Scandinavian-level services here would expand government, and the taxes to pay for it, by quantum amounts. Governmental spending in Scandinavia typically runs about 50 percent of gross national product. Norway, for example, with a population only 12 percent of California's and an economy less than 10 percent as large, has a national budget that rivals California's.

As it happens, liberals achieved dominance in the Legislature just as the state was sliding into a fiscal abyss. And that probably means dismantling portions of the public social welfare infrastructure, not enlarging it.

Experience shows that government programs, once launched, tend to grow irrespective of how inefficient, counterproductive or corrupt they may become. Furthermore, such programs are practically impossible to eliminate.

The most effective way to broaden access to health care is to control its cost. The way America controls costs in all other segments of its economy is by putting individuals in charge of their own spending decisions. That approach works.

Political reallocation, the taking of something from someone and giving it to someone else, and myriad pricing schemes, testing programs and qualification rules will not fix the health care system. Creating ever more aggressive plans for underwriting healthcare's unsustainable cost spiral is a mistake. Working harder at a failed strategy will never produce success.

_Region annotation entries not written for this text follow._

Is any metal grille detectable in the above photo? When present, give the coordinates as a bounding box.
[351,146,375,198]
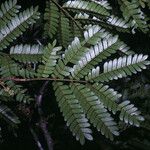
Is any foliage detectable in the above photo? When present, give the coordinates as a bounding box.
[0,0,150,149]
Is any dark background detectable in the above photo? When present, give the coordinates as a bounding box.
[0,0,150,150]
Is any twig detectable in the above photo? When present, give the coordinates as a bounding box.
[51,0,83,33]
[36,81,53,150]
[0,78,88,83]
[30,127,44,150]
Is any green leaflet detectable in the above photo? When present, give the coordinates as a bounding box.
[118,101,144,127]
[54,26,110,78]
[10,44,43,63]
[71,84,119,140]
[37,41,62,78]
[53,82,93,144]
[86,54,149,82]
[0,0,21,28]
[118,0,149,33]
[63,0,110,16]
[87,83,121,114]
[0,7,39,50]
[74,13,130,32]
[44,0,60,38]
[71,36,122,79]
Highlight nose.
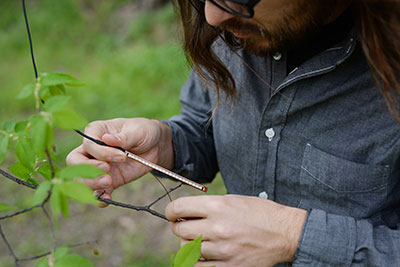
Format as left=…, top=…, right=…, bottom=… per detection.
left=204, top=1, right=234, bottom=27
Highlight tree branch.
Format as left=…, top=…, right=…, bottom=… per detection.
left=0, top=169, right=37, bottom=189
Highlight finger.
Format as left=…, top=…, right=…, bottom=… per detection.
left=82, top=122, right=126, bottom=162
left=193, top=260, right=220, bottom=267
left=171, top=219, right=210, bottom=241
left=165, top=196, right=208, bottom=222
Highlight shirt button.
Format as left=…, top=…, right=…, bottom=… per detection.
left=265, top=128, right=275, bottom=142
left=258, top=191, right=268, bottom=199
left=272, top=52, right=282, bottom=61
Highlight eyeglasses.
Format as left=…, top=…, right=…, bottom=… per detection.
left=199, top=0, right=260, bottom=18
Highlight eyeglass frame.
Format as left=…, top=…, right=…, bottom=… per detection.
left=199, top=0, right=260, bottom=18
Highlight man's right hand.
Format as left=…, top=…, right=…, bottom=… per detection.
left=67, top=118, right=174, bottom=206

Advocates of the single-payer concept need to level with the public. Single-payer will not work unless California converts its economy from a meritocracy into a utopian, Scandinavian-like, egalitarian colony; unless it substantially raises taxes on the middle class; and unless the state takes over the entire health care system, not just its underwriting, to implement the inevitable rationing that will result.

It is time for both the employer and the government to get out of health care and let the market control the cost spiral and broaden access to health care.